L'incident serait survenu pendant la pause du midi, mais hors de l'enceinte de l'école. L'un des jumeaux, qui a témoigné hier, a raconté que son frère et lui marchaient dans la rue derrière trois garçons de leur école, dont l'accusé. L'un des trois garçons avait invité les jumeaux à les suivre. Ils allaient au dépanneur acheter de la gomme. Mais après un certain temps, les deux autres auraient décidé qu'ils ne voulaient pas être suivis. Ils auraient dit aux jumeaux d'arrêter de les suivre.

L'accusé aurait sorti son kirpan de sous son chandail. «Il y avait du tissu blanc alentour... il l'a développé... C'était la couleur d'une fourchette. Il a dit: veux-tu que je l'utilise ?», a raconté le jeune témoin. Toujours selon ses dires, l'accusé a aussi sorti une aiguille pour menacer son frère jumeau, qui aurait été poussé par un autre des garçons, un «méchant», et serait tombé par terre. Voyant un homme âgé qui marchait dans leur direction, l'accusé aurait alors remballé son kirpan avec le tissu et des élastiques, puis l'aurait «serré dans ses pantalons».

Les jumeaux se sont enfuis en courant. Le témoin raconte avoir appelé sa mère pour lui dire qu'on lui avait pointé un couteau. Celle-ci leur a recommandé de vite se rendre à l'école. Ils sont allés voir la directrice, qui a appelé la police.

Lorsque Me Julius Grey, avocat de l'accusé, a entrepris son contre-interrogatoire, le jumeau avait de la difficulté à saisir le sens de plusieurs questions. «Je ne comprends pas», répétait le petit, manifestement désemparé.

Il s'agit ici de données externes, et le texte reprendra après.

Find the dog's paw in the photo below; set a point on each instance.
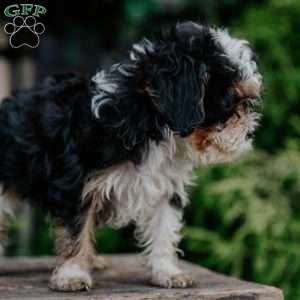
(166, 280)
(70, 278)
(100, 263)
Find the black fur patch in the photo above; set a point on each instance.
(51, 141)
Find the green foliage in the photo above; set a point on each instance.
(245, 220)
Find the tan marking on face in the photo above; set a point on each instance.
(248, 89)
(200, 138)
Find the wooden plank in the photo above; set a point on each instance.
(124, 279)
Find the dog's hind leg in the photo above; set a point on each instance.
(8, 204)
(76, 255)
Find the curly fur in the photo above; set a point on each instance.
(122, 147)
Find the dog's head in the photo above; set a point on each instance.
(198, 81)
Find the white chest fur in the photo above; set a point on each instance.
(135, 190)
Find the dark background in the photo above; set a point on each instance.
(244, 217)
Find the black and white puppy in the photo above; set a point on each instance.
(122, 148)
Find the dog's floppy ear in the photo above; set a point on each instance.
(179, 86)
(175, 77)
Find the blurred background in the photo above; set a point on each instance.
(244, 218)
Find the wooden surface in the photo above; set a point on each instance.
(125, 278)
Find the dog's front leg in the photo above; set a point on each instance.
(76, 256)
(159, 233)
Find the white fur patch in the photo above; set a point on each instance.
(240, 55)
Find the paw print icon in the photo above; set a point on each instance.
(24, 32)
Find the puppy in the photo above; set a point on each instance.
(122, 147)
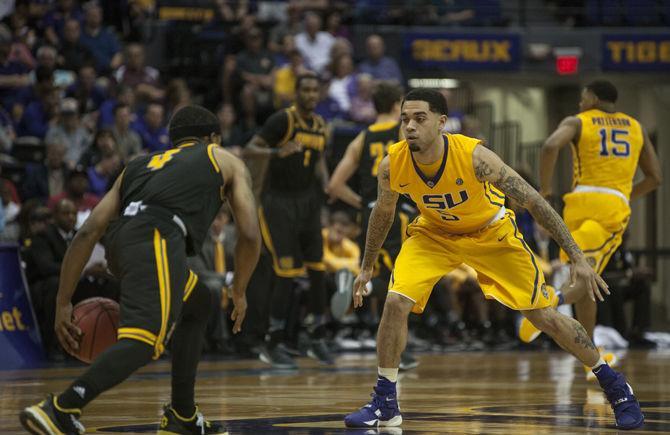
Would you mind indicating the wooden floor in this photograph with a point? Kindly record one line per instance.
(464, 393)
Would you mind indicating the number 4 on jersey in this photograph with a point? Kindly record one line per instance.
(159, 160)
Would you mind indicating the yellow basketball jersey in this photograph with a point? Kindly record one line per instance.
(607, 152)
(453, 200)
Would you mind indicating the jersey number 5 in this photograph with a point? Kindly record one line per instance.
(615, 144)
(159, 160)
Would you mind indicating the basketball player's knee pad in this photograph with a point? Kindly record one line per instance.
(200, 303)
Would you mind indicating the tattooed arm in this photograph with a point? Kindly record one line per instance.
(490, 168)
(380, 222)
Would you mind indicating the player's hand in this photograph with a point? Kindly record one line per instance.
(360, 288)
(68, 334)
(583, 274)
(239, 311)
(289, 148)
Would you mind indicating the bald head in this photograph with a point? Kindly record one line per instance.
(65, 215)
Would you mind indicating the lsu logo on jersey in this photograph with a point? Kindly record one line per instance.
(442, 203)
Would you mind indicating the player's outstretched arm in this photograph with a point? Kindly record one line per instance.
(247, 249)
(381, 220)
(489, 167)
(651, 168)
(337, 186)
(75, 259)
(568, 130)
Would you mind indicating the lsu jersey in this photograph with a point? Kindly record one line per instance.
(607, 151)
(453, 200)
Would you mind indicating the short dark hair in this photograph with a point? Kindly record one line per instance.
(436, 101)
(119, 106)
(192, 121)
(385, 96)
(308, 75)
(604, 90)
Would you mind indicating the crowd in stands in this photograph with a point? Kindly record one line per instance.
(78, 100)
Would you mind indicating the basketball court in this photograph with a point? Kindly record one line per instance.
(464, 393)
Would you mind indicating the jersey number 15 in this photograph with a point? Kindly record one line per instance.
(614, 144)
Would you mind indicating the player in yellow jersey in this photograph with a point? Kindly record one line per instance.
(459, 187)
(607, 147)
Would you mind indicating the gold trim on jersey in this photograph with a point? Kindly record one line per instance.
(532, 257)
(210, 153)
(289, 128)
(190, 284)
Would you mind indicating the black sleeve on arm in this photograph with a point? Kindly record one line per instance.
(275, 128)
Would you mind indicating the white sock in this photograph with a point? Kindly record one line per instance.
(600, 362)
(390, 374)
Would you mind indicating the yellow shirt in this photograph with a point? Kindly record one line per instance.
(343, 256)
(453, 200)
(607, 151)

À un certain moment, il a éclaté en sanglots et semblait affolé.

Le procès se poursuit aujourd'hui. Me Grey a déjà annoncé qu'il avait l'intention de demander un changement aux conditions imposées à son client. Celui-ci est suspendu de l'école depuis l'incident et la commission scolaire envoie des professeurs chez lui. «Je vais présenter une requête pour qu'il retourne à l'école», a fait valoir l'avocat.

En 2006, la Cour suprême a autorisé le port du kirpan à l'école. Hier, une constable spéciale a averti Rick Singh, un ami de la famille de l'accusé, qu'il ne pouvait pas avoir de kirpan sur lui dans la salle d'audience. Il est sorti et n'est pas revenu. «Je n'ai pas voulu faire de trouble. Le kirpan, c'est un symbole pour nous. Je le porte comme je porte mon alliance de mariage.»